Era giunta l’ora di resistere,era giunta l’ora di essere uomini...




● Durante le celebrazioni chivassesi della Festa della Liberazione, venerdì 25 aprile 2014 si sono svolte le orazioni ufficiali nella sala conferenze di Palazzo Einaudi. Il sindaco chivassese Libero Ciuffreda ha annunciato l’avvio di un gemellaggio culturale con il Comune di Ventotene, legando la Carta di Chivasso al Manifesto di Venetotene, anch’esso un documento federalista. Di seguito, pubblichiamo il testo integrale dell’orazione ufficiale dell’Anpi di Chivasso, tenuta dal giornalista Renato Dutto.

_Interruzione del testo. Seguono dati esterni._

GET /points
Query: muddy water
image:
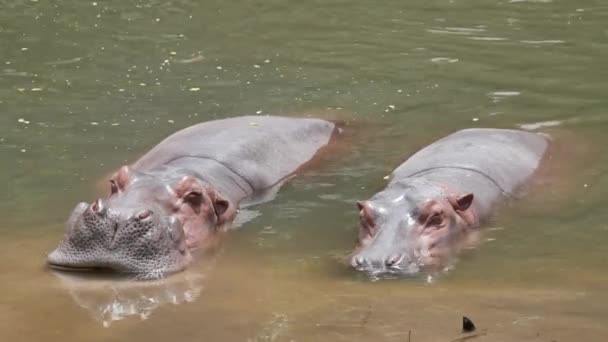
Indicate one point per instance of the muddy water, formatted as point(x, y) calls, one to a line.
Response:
point(86, 86)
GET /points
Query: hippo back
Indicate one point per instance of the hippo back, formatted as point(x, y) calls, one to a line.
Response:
point(260, 149)
point(506, 157)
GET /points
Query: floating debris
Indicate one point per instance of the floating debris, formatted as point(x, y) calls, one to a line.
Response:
point(467, 324)
point(197, 58)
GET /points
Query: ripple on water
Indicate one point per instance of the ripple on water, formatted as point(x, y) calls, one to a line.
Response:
point(444, 60)
point(488, 38)
point(548, 41)
point(497, 96)
point(457, 30)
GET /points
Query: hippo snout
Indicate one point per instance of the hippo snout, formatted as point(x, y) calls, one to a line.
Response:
point(388, 262)
point(125, 239)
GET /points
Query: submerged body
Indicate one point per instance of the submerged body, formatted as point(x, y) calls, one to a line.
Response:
point(439, 195)
point(182, 192)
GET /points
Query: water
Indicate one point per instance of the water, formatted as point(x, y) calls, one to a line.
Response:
point(87, 86)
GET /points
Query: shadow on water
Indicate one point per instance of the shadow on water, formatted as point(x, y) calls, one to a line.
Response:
point(110, 297)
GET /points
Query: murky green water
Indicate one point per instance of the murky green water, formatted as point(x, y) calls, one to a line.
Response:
point(86, 86)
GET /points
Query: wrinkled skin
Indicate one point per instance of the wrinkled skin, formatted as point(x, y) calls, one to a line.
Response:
point(439, 196)
point(181, 194)
point(148, 227)
point(411, 226)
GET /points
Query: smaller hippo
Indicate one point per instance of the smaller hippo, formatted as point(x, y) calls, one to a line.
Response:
point(439, 195)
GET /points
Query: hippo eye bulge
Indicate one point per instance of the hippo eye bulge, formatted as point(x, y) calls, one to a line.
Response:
point(436, 220)
point(113, 187)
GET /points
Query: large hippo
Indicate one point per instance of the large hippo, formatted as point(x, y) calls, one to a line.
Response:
point(183, 191)
point(439, 195)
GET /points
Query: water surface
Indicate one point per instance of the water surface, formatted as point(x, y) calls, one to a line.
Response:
point(87, 86)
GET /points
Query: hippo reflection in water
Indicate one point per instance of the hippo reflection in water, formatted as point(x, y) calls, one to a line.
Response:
point(180, 195)
point(440, 195)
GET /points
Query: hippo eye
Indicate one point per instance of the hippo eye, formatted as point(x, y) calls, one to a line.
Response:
point(435, 220)
point(194, 198)
point(113, 187)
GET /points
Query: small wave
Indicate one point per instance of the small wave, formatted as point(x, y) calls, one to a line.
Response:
point(488, 38)
point(548, 41)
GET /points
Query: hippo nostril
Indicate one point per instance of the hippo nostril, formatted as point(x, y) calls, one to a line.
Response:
point(144, 214)
point(359, 261)
point(393, 260)
point(98, 207)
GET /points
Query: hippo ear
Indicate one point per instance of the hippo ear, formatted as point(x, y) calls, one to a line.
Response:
point(463, 202)
point(365, 212)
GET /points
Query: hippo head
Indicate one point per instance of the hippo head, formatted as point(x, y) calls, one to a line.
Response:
point(410, 226)
point(145, 227)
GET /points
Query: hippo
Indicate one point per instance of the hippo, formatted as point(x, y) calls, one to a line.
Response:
point(184, 192)
point(440, 195)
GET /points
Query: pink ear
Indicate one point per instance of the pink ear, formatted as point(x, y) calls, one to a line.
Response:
point(122, 177)
point(463, 202)
point(365, 212)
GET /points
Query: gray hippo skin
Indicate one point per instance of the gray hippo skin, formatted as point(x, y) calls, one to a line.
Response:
point(180, 194)
point(439, 195)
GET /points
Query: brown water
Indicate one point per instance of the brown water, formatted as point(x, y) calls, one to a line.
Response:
point(86, 86)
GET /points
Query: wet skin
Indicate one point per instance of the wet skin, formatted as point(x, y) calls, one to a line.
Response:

Gentile Sindaco, Autorità civili, militari, religiose e scolastiche, Valorosi Partigiani, Antifascisti e Gentili studenti e cittadini



Apprendo con grande piacere l’annuncio del sindaco di Chivasso, dottor Libero Ciuffreda, del gemellaggio che verrà avviatro con l’siola di Ventotene, dove nel 1941 venne redatto un documento federalista che preconizzava l’Unione dei Paesi Europei, il Manifesto di Ventotene. Un’isola che è stata pure luogo di confino, durante il tragico ventennio fascista, di politica del calibro di Sandro Pertini, Giorgio Amendola, Umberto Terracino e Giovanni Longo. Furono proprio tre confinati politici, Altiero Spinelli, Ernesto Rossi ed Eugenio Colorni, a redarre il Manifesto di Ventotene.

In questa orazione dell’Anpi, nel giorno della Liberazione, è necessario ricordare che guerra e fascismo hanno rappresentato un tragico binomio, che sconvolse prima l’Europa e poi il mondo intero. Milioni di morti e distruzioni apocalittiche, a causa di una feroce follia innescata da due dittatori: Hitler e Mussolini. 

La Germania, dopo aver annesso l’Austria, conquistato la Boemia e sottomesso la Slovacchia, nel settembre 1939 invase la Polonia. Un’aggressione che provocò la dichiarazione di guerra di Francia e Inghilterra e l’esplosione della seconda guerra mondiale.  Quando nella primavera del ’40 l’esercito tedesco sfondò le difese francesi, anche Mussolini dichiarò guerra alla Francia e alla Gran Bretagna: voleva avere dei “morti da giocarsi sul tavolo della pace”, avviando anche per l’ Italia una tragica avventura che seminò morte e distruzioni. Il primo atto della tragedia si chiuse il 25 luglio del ’43, con la caduta di Mussolini.

Il secondo atto riprese con l’8 settembre quando Badoglio, nomintato in sostituzione del Duce, firmò l’armistizio con gli alleati e le truppe naziste occuparono il centro-nord, per tentare di bloccare l’avanzata degli alleati.

È soprattutto in questa fase che l’eroico contributo del movimento partigiano diventò essenziale per la liberazione dell’Italia.

Le sofferenze, le battaglie, la fame, le torture, le morti che subirono i partigiani consentirono al nostro Paese di riscattarsi soprattutto moralmente e di essere protagonisti della lotta per l’autodeterminazione e per la cacciata dei fascisti e degli invasori nazisti.

Una data importante, dunque, quella del 25 aprile, che venne scelta, il 22 aprile 1946, con un Decreto legislativo luogotenenziale, per “la celebrazione della totale Liberazione del territorio italiano, dichiarandola festa nazionale”. Una scelta convenzionale, perché il 25 aprile 1945 fu il giorno della Liberazione di Milano e di Torino, Entro il 1° maggio, poi, tutta l’Italia settentrionale venne liberata: Bologna il 21 aprile; Genova il 26 aprile, Venezia il 28 aprile.

Gli italiani riacquistarono la libertà, ma il Paese era stato distrutto da cinque anni di guerra e da venti anni di dittatura fascista. Simbolicamente, il 25 aprile rappresenta dunque l’avvio di un percorso storico che proseguì con il referendum istituzionale del 2 giugno 1946, che vide la vittoria della Repubblica sulla Monarchia e con la promulgazione della Costituzione.       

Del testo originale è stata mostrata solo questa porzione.